For those of us who lived in China, the idea that the China we called home might somehow be less authentic than say, a village in a mist shrouded mountain, was somewhat laughable. If that was the real China, then was the China where I made my home somehow a “fake” China?
Of course what these travelers meant was that they expected China to meet their own expectations, often steeped in Orientalism, for a more “exotic” China. They wanted a China that was decidedly “East” to their “West,” something different and other. While they could accept that Chinese people wore jeans and t-shirts rather than qipao and high collared shirts, the fact that there was a Wal-Mart smack dab in the middle of the city was a bridge too far. China, they would proclaim, was being ruined by the West.

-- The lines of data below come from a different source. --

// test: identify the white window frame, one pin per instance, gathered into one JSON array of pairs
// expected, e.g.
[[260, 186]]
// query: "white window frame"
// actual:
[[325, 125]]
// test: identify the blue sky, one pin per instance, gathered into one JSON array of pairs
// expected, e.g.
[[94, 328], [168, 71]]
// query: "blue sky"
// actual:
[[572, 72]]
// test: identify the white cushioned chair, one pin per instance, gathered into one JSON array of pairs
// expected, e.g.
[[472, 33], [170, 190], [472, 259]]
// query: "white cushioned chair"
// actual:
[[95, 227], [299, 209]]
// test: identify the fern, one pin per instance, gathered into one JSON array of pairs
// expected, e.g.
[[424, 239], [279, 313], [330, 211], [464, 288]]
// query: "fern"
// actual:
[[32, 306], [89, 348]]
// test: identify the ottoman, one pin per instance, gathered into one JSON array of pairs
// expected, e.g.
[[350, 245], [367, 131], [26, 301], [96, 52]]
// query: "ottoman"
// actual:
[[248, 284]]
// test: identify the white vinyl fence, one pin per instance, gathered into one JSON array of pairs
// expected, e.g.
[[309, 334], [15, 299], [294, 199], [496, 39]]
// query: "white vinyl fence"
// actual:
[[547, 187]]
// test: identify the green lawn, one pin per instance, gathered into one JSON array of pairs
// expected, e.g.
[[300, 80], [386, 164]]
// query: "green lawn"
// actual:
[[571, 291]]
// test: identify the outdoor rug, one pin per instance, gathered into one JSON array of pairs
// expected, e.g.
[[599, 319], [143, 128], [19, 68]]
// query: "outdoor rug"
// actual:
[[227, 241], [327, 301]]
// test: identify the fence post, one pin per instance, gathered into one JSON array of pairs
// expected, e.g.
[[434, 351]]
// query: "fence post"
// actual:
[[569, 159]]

While I could appreciate concerns over cultural imperialism, the travelers rarely were concerned about that. Afterall, the same people who decried Wal-Mart in the city center would raise holy hell if their hotel had a squat toilet. The concessions that China was allowed to make to Western culture were the ones that made their lives more convenient. Above all, China itself should not interfere with the foreign traveler’s idealized version of China. China was to exist perpetually as it existed in the travelers minds – the exotic fantasy of mist covered mountains, kung-fu masters, ancient temples, peaked roofs – regardless of what the Chinese themselves wanted. The Chinese actually find Wal-Mart convenient and want to shop there? They enjoy their lattes? Too bad. China exists for the foreign travelers consumption, not as a place in and of itself.
This is the problem with the idea of authenticity. Recently in the book community we’ve seen reviews which criticize books written by non-white authors for not being instructive enough. What these reviews say, in essence, is that the culture and people depicted in the book do not get to exist as they are, but instead exist for the edification of the white reader. If a Chinese-American book does not depict a generational struggle, or describe Chinese food in loving detail, it is not “Chinese” enough, even though Chinese-Americans have varied experiences and are not a monolith. Just as China itself has no obligation to exist to serve the orientalist expectations of the foreign traveler, the Chinese-American (or Indian-American, Arab-American) writer has no obligation to exoticize their own culture for the entertainment of white readers.
I grew up reading Amy Tan’s novels, and of course the influence she has had on American literature, and the doors she opened for Asian-American writers are undeniable. However, as I grew older, and especially after I lived in China, I started to become a bit uncomfortable with the way white Americans would discuss her books. Amy Tan writes, for the most part, about the China of old. Her stories are evocative of those mist covered mountains, and call forth a sense of the “mystical orient.” Critical analysis of Tan’s work has accused her of self-Orientalism, and while it is a heavy criticism, I think it is hard to deny that Tan’s work is certainly, on some level, influenced by the way China is viewed though the the Western gaze. Still, she was a trailblazer for Asian-American literature, and writing at a time when the West barely viewed China at all, and when it died, it was undeniably through our own orientalist gaze.
Nowadays, however, Chinese-American writers are much more widely published, from YA romcoms like Loveboat Taipei, to literary fiction such as The Tea Girl of Hummingbird Lane, to fantasy such as The Poppy War. Chinese-American literature does not have a mold that it must fit, any more than China itself has a mold it must fit. Readers who would criticize a book for not being “cultural” enough are missing the point. Chinese culture in 2020 is Starbucks and Burger King just as much as it is Didi and WeChat, just as much as it is also, still, mist shrouded mountains and 5000 years of history. And non-white literature too, can be everything that white literature is, as well as many things that it is not. If you find yourself questioning the “authenticity” of a book you are reading, remember, there is no such thing as authentic culture. The idea of “authentic” culture is based upon expectations heaped upon that culture by outsiders. Culture simply is, and it cares nothing for your expectations.